The influence social media can have on the public is equally troubling, but once again, the concern seems to be that if it’s an American company, attempting to push public perception in one way or another is completely fine. While officials are concerned about foreign entities influencing American elections, it seems that American companies that do so get a pass. In 2018, whistleblowers showed how a data firm, Cambridge Analytica, used Facebook to harvest the data of tens of millions of Americans and create personality profiles for them in the 2016 election, which helped lead to the election of Donald Trump as President. 

Privacy and free speech advocates argue that the bill is ineffective and sets a dangerous precedent. A letter signed by a coalition of groups including the ACLU, Electronic Frontier Foundation, Freedom of the Press Foundation, the Knight Institute, and others called the legislation “censorship - plain and simple,” and said that jeopardizing access to TikTok jeopardizes access to free expression. 

“Banning or requiring divestiture of TikTok would also set an alarming global precedent for excessive government control over social media platforms. The United States has rightfully condemned other countries when they have banned specific social media platforms, criticizing these efforts as infringing on the rights of their citizens. If the United States now bans a foreign-owned platform, that will invite copycat measures by other countries, banning American-owned speech intermediaries and companies from operating in their borders, with significant consequences for free expression globally.”

The groups argue that an outright ban is not only “far from the least restrictive solution to the purported problem,” but ineffective because the Chinese government could just find a workaround to access the data. “If Congress wants to protect Americans’ data, it should pass comprehensive privacy legislation,” the letter reads. 

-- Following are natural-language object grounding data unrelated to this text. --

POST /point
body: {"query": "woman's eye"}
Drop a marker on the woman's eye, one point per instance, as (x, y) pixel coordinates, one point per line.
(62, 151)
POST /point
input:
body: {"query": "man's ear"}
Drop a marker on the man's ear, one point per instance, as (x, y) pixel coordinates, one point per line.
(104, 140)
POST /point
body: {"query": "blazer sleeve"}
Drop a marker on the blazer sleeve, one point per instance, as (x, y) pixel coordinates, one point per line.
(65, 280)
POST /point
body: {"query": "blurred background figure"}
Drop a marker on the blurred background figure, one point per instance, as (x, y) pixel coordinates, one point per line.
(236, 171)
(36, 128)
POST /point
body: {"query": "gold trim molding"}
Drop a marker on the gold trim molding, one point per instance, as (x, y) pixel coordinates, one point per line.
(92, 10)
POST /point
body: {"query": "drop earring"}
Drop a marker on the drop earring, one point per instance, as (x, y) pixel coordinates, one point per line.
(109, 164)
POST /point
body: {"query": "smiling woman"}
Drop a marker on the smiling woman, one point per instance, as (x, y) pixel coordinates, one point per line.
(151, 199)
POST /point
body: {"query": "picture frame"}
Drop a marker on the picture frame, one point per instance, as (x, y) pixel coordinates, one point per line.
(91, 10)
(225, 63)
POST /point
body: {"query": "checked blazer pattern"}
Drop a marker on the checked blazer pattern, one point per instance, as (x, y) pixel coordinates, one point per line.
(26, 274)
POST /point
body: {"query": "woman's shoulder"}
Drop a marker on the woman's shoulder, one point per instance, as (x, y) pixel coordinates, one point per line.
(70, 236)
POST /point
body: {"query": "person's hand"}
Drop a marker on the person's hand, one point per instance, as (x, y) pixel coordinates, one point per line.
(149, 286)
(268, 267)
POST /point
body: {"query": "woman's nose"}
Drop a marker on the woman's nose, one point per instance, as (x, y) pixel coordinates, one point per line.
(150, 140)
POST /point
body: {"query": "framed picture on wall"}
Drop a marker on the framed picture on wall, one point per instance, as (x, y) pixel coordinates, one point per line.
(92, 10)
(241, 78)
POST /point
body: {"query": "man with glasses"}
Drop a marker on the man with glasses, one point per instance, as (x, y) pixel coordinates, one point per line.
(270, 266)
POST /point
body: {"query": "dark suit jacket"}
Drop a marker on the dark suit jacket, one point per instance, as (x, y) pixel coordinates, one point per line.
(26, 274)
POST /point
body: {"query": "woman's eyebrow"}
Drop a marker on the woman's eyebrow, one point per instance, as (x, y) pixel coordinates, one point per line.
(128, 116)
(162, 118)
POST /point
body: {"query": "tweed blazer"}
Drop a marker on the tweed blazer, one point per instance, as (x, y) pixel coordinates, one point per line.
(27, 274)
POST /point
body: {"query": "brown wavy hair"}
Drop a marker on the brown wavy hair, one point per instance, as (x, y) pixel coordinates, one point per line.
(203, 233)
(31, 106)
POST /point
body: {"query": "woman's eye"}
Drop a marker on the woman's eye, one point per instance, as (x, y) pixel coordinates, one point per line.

American tech and financial oligarchs are already chomping at the bit to acquire TikTok. According to Business Insider, former Activision Blizzard CEO Bobby Kotick has expressed interest in buying the platform, as has OpenAI CEO Sam Altman. Former Treasury Secretary Steven Mnuchin said Thursday he’s building a group of investors to buy the site, CNBC reports

Should the forced sale of TikTok go through to any of those entities or another, it’s entirely possible Congress will continue to allow all its concerns about the platform to fade away, simply because it will have a “made in the USA” sticker stamped on it. The only way to really protect Americans from justifiable concerns over privacy, according to advocates, is to prevent any company from collecting it. The Electronic Frontier Foundation writes:

“Instead of passing this overreaching and misguided bill, Congress should prevent any company—regardless of where it is based—from collecting massive amounts of our detailed personal data, which is then made available to data brokers, U.S. government agencies, and even foreign adversaries, China included. We shouldn’t waste time arguing over a law that will get thrown out for silencing the speech of millions of Americans. Instead, Congress should solve the real problem of out-of-control privacy invasions by enacting comprehensive consumer data privacy legislation.”